Este artículo fué publicado en el diaro “El Comercio” el 10 de Noviembre del presente año, por  José Marcelino García.
En el habla sobre los gitanos que comercian todos los domingos en “El rastro”, mercado de Gijón que se celebra todos los domingos (desde primeras horas de la mañana hastas las 15 h) en los amplios estacionamientos y alrededores de el campo de fútbol de El Molinón, en el que prácticamente puedes encontrar de todo.

Con el pelo echado hacia atrás lleno de fijativos, piel renegra por los colores de la vida libre, alegre y peligrosa, voz bronca y a la vez templada por una fe de cristianos rumberos, filadélfícos y aleluyadores, ahí están, domingo tras domingo, los gitanos del Rastro cargados de gitanismo. Tienen todo su mundo en torno así: periódicos, botellas, libros, faroles, medallas, mapas, collares, relojes, fornituras, santos viejos., todo eso, picado, envilecido, incorrupto y renaciente, en venta.
Viejo pueblo zorro (más antiguo que España), enemigo de los alcabaleros, andariego y puro que enreda el trato con malicia hablando al revés, echando un montón de flores a lo que te quiere colocar mientras pasas despacio bajo este cielo del Rastro que desciende su borra en el invierno y se levanta alto de azulidad y aviones en el verano. «¿Y ese radio funciona?», pregunta uno al calé. Y él, usando un plural ládino y mayestático (un Nos papal), responde con estudiada inocencia: «No lo sabemos».
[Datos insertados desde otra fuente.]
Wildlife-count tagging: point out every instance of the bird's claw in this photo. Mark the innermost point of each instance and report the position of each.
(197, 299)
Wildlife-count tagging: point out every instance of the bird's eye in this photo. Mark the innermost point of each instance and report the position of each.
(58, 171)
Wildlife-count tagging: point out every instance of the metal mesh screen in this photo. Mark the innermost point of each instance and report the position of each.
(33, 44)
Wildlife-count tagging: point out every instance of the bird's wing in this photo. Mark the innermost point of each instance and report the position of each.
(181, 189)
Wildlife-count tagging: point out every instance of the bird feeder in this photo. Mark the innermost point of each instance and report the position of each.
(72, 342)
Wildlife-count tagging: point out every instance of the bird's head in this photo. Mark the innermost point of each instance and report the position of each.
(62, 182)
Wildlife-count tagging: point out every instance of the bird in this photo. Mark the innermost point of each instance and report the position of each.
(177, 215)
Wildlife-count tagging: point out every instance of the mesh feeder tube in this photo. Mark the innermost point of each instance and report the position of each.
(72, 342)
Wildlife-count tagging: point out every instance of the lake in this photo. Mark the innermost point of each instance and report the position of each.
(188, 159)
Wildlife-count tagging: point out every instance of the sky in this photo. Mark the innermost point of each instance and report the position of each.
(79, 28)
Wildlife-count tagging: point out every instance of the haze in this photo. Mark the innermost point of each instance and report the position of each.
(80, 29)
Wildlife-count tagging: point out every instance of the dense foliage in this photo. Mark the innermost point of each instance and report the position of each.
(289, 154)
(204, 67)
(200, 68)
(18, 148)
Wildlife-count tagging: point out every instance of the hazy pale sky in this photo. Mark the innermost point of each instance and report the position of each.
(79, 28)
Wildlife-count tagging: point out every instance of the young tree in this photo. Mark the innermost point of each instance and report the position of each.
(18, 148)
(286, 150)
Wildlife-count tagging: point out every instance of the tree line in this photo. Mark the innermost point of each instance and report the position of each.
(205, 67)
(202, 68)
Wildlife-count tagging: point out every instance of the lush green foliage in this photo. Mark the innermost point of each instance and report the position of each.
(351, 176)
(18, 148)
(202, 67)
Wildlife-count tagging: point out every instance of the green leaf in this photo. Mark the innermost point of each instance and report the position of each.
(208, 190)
Gitanos carromateros de viento y pandereta, ahora en furgonetas llenas de abuelas jóvenes, de niños comiendo fruta, de mujeres con lencería de farala (vestidas siempre de julio y agosto). Gitanillas de un moreno antiguo con el cabello rubio alemán, de frasco, peinado por las ráfagas del viento. Todos trashumantes, a cuestas con sus quintales de trapo y hierro, que son su trigo y su pan.
Romántico escenario este del Rastro, donde todo aquí está al raso y al descampado: espejos que refractan retales de cielo y lo ponen al alcance de la mano, como a la venta; muebles antiguos de dormitorio (aquellos de muñeca y cuadro del Purgatorio), que parecen oler todavía a orinal de tísico; cosas y utensilios vagamente de plata gitana, desenterrados, dicen, de debajo de las ruinas de una iglesia abandonada en un camino viejo. ¡Ah los gitanos!, desenterradores de gallinas y tesoros, al rebusco siempre de la chatarra que cargan ahora en furgonetas de faros tuertos. Gitanos con su idioma y su vida como fuera del tiempo, y que uno recuerda junto sus verdes hogueras al borde de los caminos.